Ultimately however, after a quick pan around she opted against it and placed the yogurt smeared cup on a napkin.

"Sometimes I forget to put it on a napkin" she admitted.

"Yeah, me too."

Then mom re-appreared in a flustered jumble. She had found her purse, thank God, but now she had to rifle through it to make sure no one stole anything. She was focused.

"Mommy can I have my orange juice?"

The mom did not slow down or look up.

"Nope."

"But I'm thirsty."

"Well, then you shouldn't have gotten that yogurt. The orange juice is for when you get thirsty on the plane."

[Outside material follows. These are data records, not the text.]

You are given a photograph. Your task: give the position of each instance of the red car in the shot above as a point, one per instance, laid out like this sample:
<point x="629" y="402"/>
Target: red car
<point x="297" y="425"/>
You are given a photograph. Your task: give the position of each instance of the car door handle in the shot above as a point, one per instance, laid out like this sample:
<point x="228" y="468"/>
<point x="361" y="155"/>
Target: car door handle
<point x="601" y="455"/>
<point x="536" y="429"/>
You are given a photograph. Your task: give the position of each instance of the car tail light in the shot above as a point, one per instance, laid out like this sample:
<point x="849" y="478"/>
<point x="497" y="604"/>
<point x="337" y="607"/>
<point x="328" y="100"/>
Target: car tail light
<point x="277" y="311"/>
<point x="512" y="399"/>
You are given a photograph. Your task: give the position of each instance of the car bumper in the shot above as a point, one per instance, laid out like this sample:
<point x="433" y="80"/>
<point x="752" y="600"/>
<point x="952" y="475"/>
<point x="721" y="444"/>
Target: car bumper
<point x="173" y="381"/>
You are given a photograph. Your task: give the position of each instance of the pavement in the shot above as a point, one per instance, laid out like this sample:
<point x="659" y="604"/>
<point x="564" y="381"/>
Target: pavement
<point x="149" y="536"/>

My input was no longer in any way appropriate. Even the most benevolent degree of surrogate parenting from a stranger is completely wrong when the actual parent is present. I wanted to say,

"Hey lady, no one would have stolen items from your purse and then left it on the counter, they would've just snatched it. You left your purse and it was still there when you went back, chalk it up as a win. And by the way, there will be plenty of orange juice on that plane. She's thirsty now, so how about a little orange juice, huh?"

Not only would it have been inappropriate, but I didn't quite feel justified.

Her tone of voice, her posture, her disconnection and her focus on something ultimately insignificant when compared to the little gem sitting there with a lap full of well earned yogurt, was all too familiar.


You see that picture up there?


I was not there that day. It was taken at the Japanese garden at the arboretum and I don't need a 360 degree panoramic shot to know that I was not there.

In the old home videos that I found last month where both of my little treasures giggled and mugged and made little jokes - I was not in most of them. Not holding the camera and not in the background.

I was at work or I was asleep or I just wasn't there because of some other distraction. I probably relished the opportunity to do something else - something forgettable.

So I couldn't judge that lady. I knew where she was in that moment. She was at the airport, traveling with a kid, managing their belongings, narrowly avoiding the loss of her purse, double and triple checking everything.

I got it. I understood.

But from where I sat it made my heart ache. That little sliver of pride I felt for that random little girl, just because she overcame the precision engineering of a yogurt cup, made me contemplate all of the little accomplishments that I missed or didn't notice because my head was not in it.

Now I see that little kid in the picture up there. Her jeans are kind of short because kids grow out of things. They grow while you're not looking. They grow while you're not thinking.

I see that kid in the picture and I just melt.

I know the blog is called "The Calm Voice of Rage" and I think that represents me about as well as any 5 word phrase can, but if there's anything in the world that effortlessly vanquishes my most envenomated bouts of cynicism - it's children.

Loving our children is the most important thing any of us will ever do.

I hate how cliche it sounds, but honestly, if we succeed at everything else and fail to love our children, we accomplish absolutely nothing. If we fail at every endeavor, excepting the one to release kind, decent, thoughtful people who know they're loved into the world, we can die fulfilled.

In the battle of good over evil it is the single most important variable.

I can't go back and recapture every moment of yogurt victory and I can't rewrite every mistake I made as a young dad. All I can do is forge ahead, embrace the fantastic young women in my life and try not to be distracted by my metaphorical purse. 

It is my admittedly trite and sanctimonious recommendation that all parents, old and new,  do the same.